2. Parts of the service for which there is reason to think that women’s leadership would be problematic (devarim shebikdusha, sections that involve positive time-bound commandments or in which the leader fulfills the congregation’s obligation, etc.), but for which women’s leadership is explicitly licensed among some (if in some instances only a minority of) halachic decisors.
3. Parts where women are barred from fulfilling the congregation’s obligation, though even here, halakhic solutions can be advanced.

The Guide then attempts to apply these classifications to sections of the service, in the following areas:
- Minyan
- Weekday services
- Rosh Chodesh (New Moon)
- Shabbat
- The Three Pilgrimage Festivals: Passover, Shavuot, and Sukkot
- Elul (the final month of the Jewish year) and the High Holy Days
- Days of Thanksgiving: Hanukkah, Purim, Israeli Independence Day, and Jerusalem Day
- Tisha B'Av and other ta'anit (fast days).

==Response==
Many readers welcomed the guide, and the Bar-Asher Siegals report that they "have received a constant flow of correspondence" since the Guide's publication. A number of minyanim, like Minyan Urim at Yale, linked the Guide to their websites.

However, there were negative reactions to its publication, as well. For example, in a Jerusalem Post op-ed, Alan Haber wrote that the guide is "not a work of halacha" because:

- The guide "utilizes sources selectively and partially, without regard to majority opinion or precedent."
- It sometimes issues rulings "in express contradiction to the conclusion drawn by the authorities they cite as proof."
- It assesses sources "tendentiously", seeking to find sources to justify a pre-determined agenda rather than to neutrally discern the intent of the earlier authorities.
- Its authors are not rabbis, and are seeking to determine by lay decision-making matters on which Rabbinic Judaism defers to rabbis."

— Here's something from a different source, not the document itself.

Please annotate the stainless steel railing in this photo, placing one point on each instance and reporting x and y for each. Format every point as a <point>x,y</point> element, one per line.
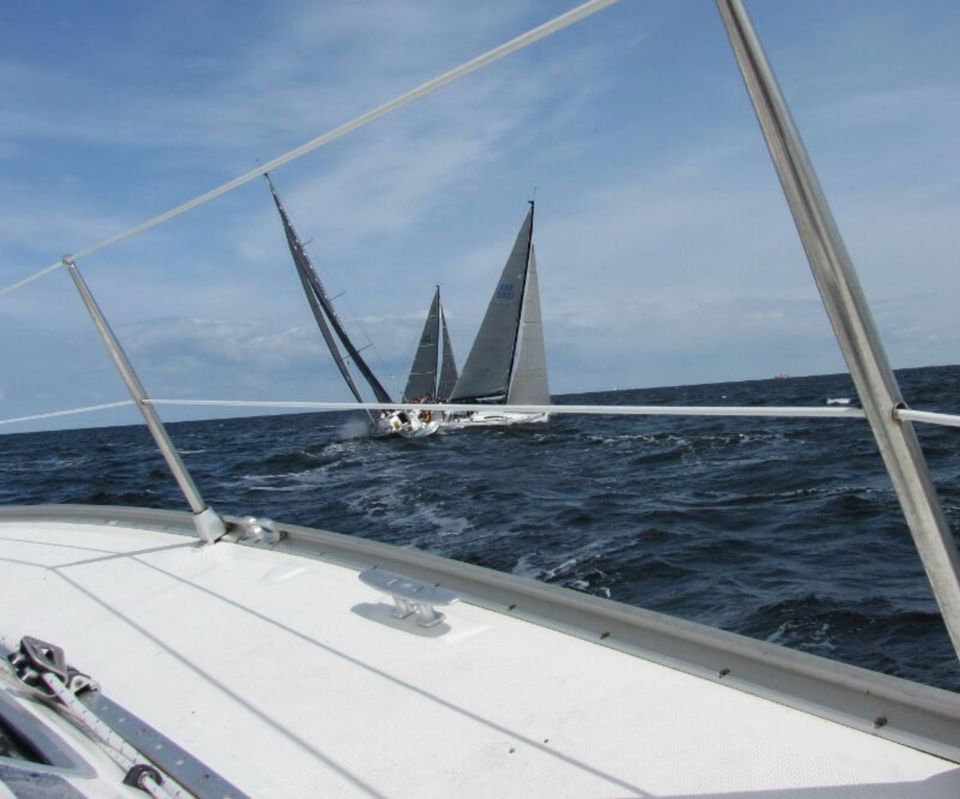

Haber wrote that the final point reveals a "fundamental deficiency" of the Guide, because:

More than anything else, Halacha requires submission to the authority of poskim - halachic decisors. One is free to choose a halachic authority who shares one's world view, and there is also room for debate about the exact scope and extent of the posek's authority. But Halacha is a system of law based on commandments; it is not source material for independent decision-making.".

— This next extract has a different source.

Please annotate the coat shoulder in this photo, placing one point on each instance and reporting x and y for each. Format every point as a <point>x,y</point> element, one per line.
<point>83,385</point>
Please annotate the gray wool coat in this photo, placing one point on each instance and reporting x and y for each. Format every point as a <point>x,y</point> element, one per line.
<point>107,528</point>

However, this is exactly the position the authors of the Guide seek to refute. Elitzur Bar-Asher Siegal states, “If you have the knowledge, you just don’t need a rabbi.... In fact, what you actually see is we will always be much closer to the text because if you have a mediator they manipulate the text.”

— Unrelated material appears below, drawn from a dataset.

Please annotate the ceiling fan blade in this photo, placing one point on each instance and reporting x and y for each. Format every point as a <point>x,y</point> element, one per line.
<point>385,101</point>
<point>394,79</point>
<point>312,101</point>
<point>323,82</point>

“We say," he continues, "if you look very carefully at the sources ... if you look at them carefully, there’s a lot of opportunity for women to be incorporated or lead those prayer services....The problem is, if you’re dealing with the establishment, that’s much harder to do.”

In terms of the charge sometimes leveled against them that the couple approaches halakhah "with an agenda," both Elitzur and Michal admit that this claim is true, and that they both are in favor of "gender equality." However, in their opinion there is nothing wrong with such a goal, so long as they respect the law:

"The important thing is that we are obligated by halachah and recognise that we can't actively change any existing rules. That does not mean there is anything wrong with searching to find out if there are things that sources allow women to do which they just don't tend to do."